La rencontre du fait religieux au travail est en constante augmentation depuis 2014. C’est ce que révèle le document « Religion au travail : croire au dialogue – Baromètre du fait religieux en entreprise 2019 », réalisé par le professeur en sciences de gestion Lionel Honoré pour le compte de l’Institut Montaigne, en association avec l’Observatoire du fait religieux en entreprise (OFRE). Sur les 1 100 managers interrogés, 70 % d’entre eux disent être confrontés à un phénomène de cet ordre, au moins de manière occasionnelle, sur leur lieu de travail. Ils n’étaient que 44 % en 2012, date de lancement du baromètre. Une tendance que l’étude explique par l’augmentation de la place du travail dans la vie des salariés en raison d’une demande d’implication personnelle accrue dans l’entreprise, et par une remise en cause du sens du travail qui s’appuierait sur un niveau de spiritualité plus important. Pour autant, elle ne nie pas que l’évolution sociale et sociétale du fait religieux se retrouve en entreprise.
Mais si l’augmentation du fait religieux est indéniable, seule la moitié des situations nécessite une intervention managériale, et dans la majorité des cas, une issue est trouvée sans difficultés : un blocage ou un conflit n’apparaît que dans 19 % des cas. Pour trois salariés sur quatre, l’impact du fait religieux en entreprise n’est d’ailleurs pas considéré comme négatif. Les demandes sont considérées comme « raisonnables » dans 67 % des cas, et 69 % des salariés pratiquants ne sont pas perçus comme « revendicatifs ».
Néanmoins, bien qu’elle reste minoritaire, la tendance conflictuelle est en hausse depuis 2014 où seules 6 % de ces interventions – qui ont triplé en trois ans – étaient concernées. Résultat : un manager sur dix se sent « débordé » face à un fait religieux, surtout lorsque les demandes sont portées collectivement par les salariés (12 % des cas) et qu’il se retrouve seul à gérer la situation, sans appui de sa hiérarchie. La moitié des entreprises concernées par le fait religieux ne met en place aucune action, ce qui laisse les managers désemparés pour les deux tiers d’entre eux. Les outils pour gérer les crises ne sont d’ailleurs pas légion : 29 % des entreprises interrogées proposent des réunions pour en discuter, 23 % des consignes particulières pour répondre aux demandes, 21 % des dispositions spécifiques dans le règlement intérieur…
Selon le document, les managers donnent en pratique « la priorité au travail tout en étant ouverts à la recherche d’arrangements par la discussion afin de permettre aux salariés pratiquants d’articuler leur activité professionnelle et leur spiritualité ».

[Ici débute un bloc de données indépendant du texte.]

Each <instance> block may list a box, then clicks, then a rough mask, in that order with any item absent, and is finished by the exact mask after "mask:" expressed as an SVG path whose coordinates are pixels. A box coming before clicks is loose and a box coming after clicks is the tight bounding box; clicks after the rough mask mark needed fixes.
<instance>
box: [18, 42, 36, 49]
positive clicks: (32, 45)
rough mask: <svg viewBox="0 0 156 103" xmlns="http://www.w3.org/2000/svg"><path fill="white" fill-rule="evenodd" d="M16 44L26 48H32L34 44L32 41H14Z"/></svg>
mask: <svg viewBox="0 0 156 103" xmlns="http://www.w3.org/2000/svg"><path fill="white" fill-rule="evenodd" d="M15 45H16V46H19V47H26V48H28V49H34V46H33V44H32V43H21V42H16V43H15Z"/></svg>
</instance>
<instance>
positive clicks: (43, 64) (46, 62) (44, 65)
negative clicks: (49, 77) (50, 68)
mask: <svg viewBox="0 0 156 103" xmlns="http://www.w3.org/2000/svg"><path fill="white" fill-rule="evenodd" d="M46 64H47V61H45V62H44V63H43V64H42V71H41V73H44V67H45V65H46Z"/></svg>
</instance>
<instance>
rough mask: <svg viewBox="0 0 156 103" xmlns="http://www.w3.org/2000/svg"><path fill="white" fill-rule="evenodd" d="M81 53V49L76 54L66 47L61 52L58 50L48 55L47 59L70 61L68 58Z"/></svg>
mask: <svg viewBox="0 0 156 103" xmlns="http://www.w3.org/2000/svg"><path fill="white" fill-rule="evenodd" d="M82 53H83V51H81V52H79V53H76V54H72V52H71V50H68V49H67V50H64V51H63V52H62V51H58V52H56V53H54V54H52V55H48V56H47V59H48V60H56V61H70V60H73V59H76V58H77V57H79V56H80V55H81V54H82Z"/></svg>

Sur le champ des améliorations possibles, il est proposé aux entreprises d’adopter une posture de soutien envers le management, en créant les procédures nécessaires pour faire face ces situations et en marquant une ligne claire face à ces agissements. Le texte préconise également de formaliser les remontées d’informations des situations problématiques, en prônant l’intransigeance face aux « débordements » et aux « comportements agressifs ». Enfin, il s’adresse aux pouvoirs publics en leur conseillant d’aider les petites structures dans la gestion des situations difficiles, et de ne pas remettre en cause le cadre légal de l’expression de la religiosité au travail en veillant à ne pas brider la liberté des pratiquants.
Au sens de l’étude, il s’agit d’un événement qui peut être aussi bien banal – comme la demande d’un congé pour assister à une fête religieuse – qu’indésirable et provoquant des remous au sein de l’entreprise, ce de manière ascendante comme descendante dans la hiérarchie. A titre d’exemple, on peut citer le refus d’un salarié de travailler sous les ordres d’une femme ou avec elle (13 % des faits religieux), ou la discrimination d’un autre par ses collègues ou son manager en raison de ses croyances.